Photo: Hilary Scott.

Boston Symphony Orchestra, Dima Slobodeniouk, conductor

Avery Amereau, mezzo-soprano

July 29, 2023


LENOX – This year’s Festival of Contemporary Music at Tanglewood spotlighted female composers. Four created self-curated concerts, and others were featured on BSO concerts. Agata Zubel’s In the Shade of an Unshed Tear, originally composed for the Seattle Symphony, was on the program Saturday night in the Shed. Before its performance, conductor Dima Slobodeniouk talked briefly with Zubel onstage. Prominent among their remarks were the stipulations of the original commission. Seattle was pairing Zubel’s piece with works by Beethoven and wanted her to compose for a classical-sized ensemble, with only timpani for percussion. Slobodeniouk pointed out that new pieces in Europe are generally for a much larger orchestra. Zubel acknowledged that the commission was a challenge. 


With In the Shade of an Unshed Tear, the composer rose to the challenge. The timpani began the piece with thunderous attacks, the orchestra following in kind, creating a fortissimo sound that tested the boundaries of a classical-sized ensemble. Zubel employed glissandos grouped among the strings at a lower dynamic level. Still, the fortissimo material seemed inevitable to win out. In a swerve, a denouement followed by the timpani playing pianissimo proved an interesting and organic ending. 


Olivier Messiaen’s Les Offrandes oubliêes is a relatively early piece. It is surprising how much of the composer’s musical language was in place by the time he was in his twenties. An ascending mixed-interval scale serves as the principal theme.

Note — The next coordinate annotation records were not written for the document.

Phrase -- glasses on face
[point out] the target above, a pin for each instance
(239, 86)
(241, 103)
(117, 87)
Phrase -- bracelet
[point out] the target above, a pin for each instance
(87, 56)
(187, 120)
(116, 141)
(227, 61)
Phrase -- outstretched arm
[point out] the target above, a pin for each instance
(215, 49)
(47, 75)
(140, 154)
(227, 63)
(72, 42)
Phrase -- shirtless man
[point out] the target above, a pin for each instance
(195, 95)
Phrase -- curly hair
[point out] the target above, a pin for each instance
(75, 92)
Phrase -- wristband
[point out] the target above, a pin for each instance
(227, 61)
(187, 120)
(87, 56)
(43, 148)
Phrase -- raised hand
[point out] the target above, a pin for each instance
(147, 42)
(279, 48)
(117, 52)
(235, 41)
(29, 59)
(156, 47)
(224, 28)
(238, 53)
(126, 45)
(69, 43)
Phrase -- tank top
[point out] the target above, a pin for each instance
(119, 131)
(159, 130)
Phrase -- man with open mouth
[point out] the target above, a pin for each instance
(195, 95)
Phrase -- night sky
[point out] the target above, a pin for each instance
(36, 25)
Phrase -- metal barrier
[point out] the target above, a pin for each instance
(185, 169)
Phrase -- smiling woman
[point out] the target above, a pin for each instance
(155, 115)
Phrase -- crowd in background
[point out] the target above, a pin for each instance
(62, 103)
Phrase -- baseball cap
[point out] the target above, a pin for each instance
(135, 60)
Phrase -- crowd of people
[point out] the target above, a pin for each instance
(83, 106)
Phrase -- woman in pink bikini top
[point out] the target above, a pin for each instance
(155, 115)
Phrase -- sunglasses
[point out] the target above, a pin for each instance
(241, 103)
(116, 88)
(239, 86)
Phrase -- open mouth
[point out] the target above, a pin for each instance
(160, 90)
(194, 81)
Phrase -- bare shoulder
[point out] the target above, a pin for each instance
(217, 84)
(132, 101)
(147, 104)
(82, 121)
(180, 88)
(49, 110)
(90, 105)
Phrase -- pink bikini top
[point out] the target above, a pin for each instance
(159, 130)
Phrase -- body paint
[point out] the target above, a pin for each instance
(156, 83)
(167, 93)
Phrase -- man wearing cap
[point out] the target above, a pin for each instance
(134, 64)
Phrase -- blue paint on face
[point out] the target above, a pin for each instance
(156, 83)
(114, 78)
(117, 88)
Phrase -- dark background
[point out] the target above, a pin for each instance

At the time, the composer was studying Rite of Spring and this is reflected in more rigorous passages that contrast the beguiling melodic ascent.


Mezzo-soprano Isabel Leonard was indisposed and Avery Amereau substituted for her as the soloist in Hector Berlioz’s Les nuits d’été. With a beautiful, round tone throughout all registers from chest voice to high notes, Amereau’s voice was well-suited to the considerable demands of Berlioz’s half-hour long song cycle. Slobodeniouk and she had a few mild coordination challenges, but these were well worth the flexibility of their interpretation.


Maurice Ravel’s Daphnis et Chloé, Suite No. 2 is one of the composer’s finest orchestra pieces. Orchestrated with a deft hand for colorful, abundant contrasts, it encompasses sequences of delicate impressionist harmonies and neoclassical dancing rhythms, with powerful swells at climatic moments that bring the whole orchestra to bear. Slobodeniouk conducted the BSO with verve, urging them to make the most of tutti crescendos while also making ample room for solo passages. The orchestra played with precision throughout and abandon whenever appropriate. It was a satisfying, frequently inspiring evening.